What sets The Grandmas apart from the rest of the crowd is their legitimately eclectic sound. With influences from classic rockers like the Kinks and near-acoustic alternative ’90s acts like Toad the Wet Sprocket and Built to Spill, The Grandmas manage to walk the fine line between experimental and catchy. Despite key changes and intricate time signatures, there’s a healthy dose of harmony and guitar hooks, as evident on their recently released debut full-length Little Dark Ages. It’s a sound that’s led to gigs at all the local haunts, including the Good Bar, Mai’s Cafe and, of course, their home base, Rock City, where they placed third in the club’s recent battle of the bands.
Full-time scholars, part-time rockers
While the band is definitely a focus, the members also distance themselves from the norm with honest-to-goodness day jobs.
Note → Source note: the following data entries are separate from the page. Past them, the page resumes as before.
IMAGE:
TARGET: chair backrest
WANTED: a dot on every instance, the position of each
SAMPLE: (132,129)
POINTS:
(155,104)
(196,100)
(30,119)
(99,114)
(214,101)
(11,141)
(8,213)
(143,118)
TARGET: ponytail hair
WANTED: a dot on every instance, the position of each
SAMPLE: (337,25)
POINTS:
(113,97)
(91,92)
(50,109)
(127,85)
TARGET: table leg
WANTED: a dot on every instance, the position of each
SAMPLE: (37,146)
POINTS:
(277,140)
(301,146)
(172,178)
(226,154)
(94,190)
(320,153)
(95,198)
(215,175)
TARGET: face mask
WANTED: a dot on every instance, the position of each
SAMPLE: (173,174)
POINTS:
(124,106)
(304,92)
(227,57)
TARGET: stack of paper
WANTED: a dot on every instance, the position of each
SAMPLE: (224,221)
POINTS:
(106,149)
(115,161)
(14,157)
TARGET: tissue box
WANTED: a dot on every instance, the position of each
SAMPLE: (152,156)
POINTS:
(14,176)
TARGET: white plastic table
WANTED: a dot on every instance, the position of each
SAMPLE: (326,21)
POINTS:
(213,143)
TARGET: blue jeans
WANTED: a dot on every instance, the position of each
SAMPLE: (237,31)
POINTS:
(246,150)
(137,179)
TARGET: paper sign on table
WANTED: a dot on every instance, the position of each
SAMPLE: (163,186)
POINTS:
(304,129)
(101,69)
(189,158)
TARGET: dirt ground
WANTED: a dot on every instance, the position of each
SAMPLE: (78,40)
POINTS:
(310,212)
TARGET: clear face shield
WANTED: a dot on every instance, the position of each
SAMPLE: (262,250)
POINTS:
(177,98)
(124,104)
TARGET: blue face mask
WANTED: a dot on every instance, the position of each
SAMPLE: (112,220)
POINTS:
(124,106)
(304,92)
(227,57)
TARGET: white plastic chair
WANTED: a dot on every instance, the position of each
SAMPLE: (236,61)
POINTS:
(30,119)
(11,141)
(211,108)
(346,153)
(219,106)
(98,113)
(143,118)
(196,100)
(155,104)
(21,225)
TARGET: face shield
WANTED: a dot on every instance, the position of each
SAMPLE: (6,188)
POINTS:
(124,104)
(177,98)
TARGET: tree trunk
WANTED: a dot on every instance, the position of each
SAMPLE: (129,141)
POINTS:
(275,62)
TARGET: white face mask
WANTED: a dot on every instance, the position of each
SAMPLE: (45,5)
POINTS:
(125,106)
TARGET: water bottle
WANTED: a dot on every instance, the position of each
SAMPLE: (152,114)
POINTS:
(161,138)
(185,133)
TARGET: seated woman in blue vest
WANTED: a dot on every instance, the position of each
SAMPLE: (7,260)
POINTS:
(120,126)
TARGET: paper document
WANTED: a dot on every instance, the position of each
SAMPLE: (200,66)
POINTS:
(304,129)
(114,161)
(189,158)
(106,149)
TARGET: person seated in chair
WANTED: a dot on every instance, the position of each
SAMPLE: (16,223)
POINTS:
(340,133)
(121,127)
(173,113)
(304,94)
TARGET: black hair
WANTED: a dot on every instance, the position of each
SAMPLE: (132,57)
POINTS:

There are no part-time video store clerks here. Members spend the 9-to-5 hours working as teachers, accountants and graphic designers, which, although good for the inevitable “fall-back plan,” has limited gigs mostly to Ventura County. Their biggest goal currently is to tour on the new record, which screams for airplay on the reliably cutting-edge college rock radio circuit.
State of the union
Till they hit the road, The Grandmas, who are self-described as “just a bunch of good friends having fun playing music,” are happy to hold the banner up for the rebirth of Camarillo’s music scene. “If Camarillo’s been known for anything musicwise, it’s been more of the skate punk thing, lots of the bro-rock stuff. I think Rock City helped open the door for some other styles to come up,” explains keyboardist and de facto local music historian Zeke Berkely. “The Grandmas are a product of that, to an extent. I think people are little more open minded to the style we’re doing than they would have been had this band existed five years ago. It’s a great time and place to be doing the music we’re doing. It’s cliché, but we’re really just having a lot of fun. Simply writing a song together and performing it is enough for now.”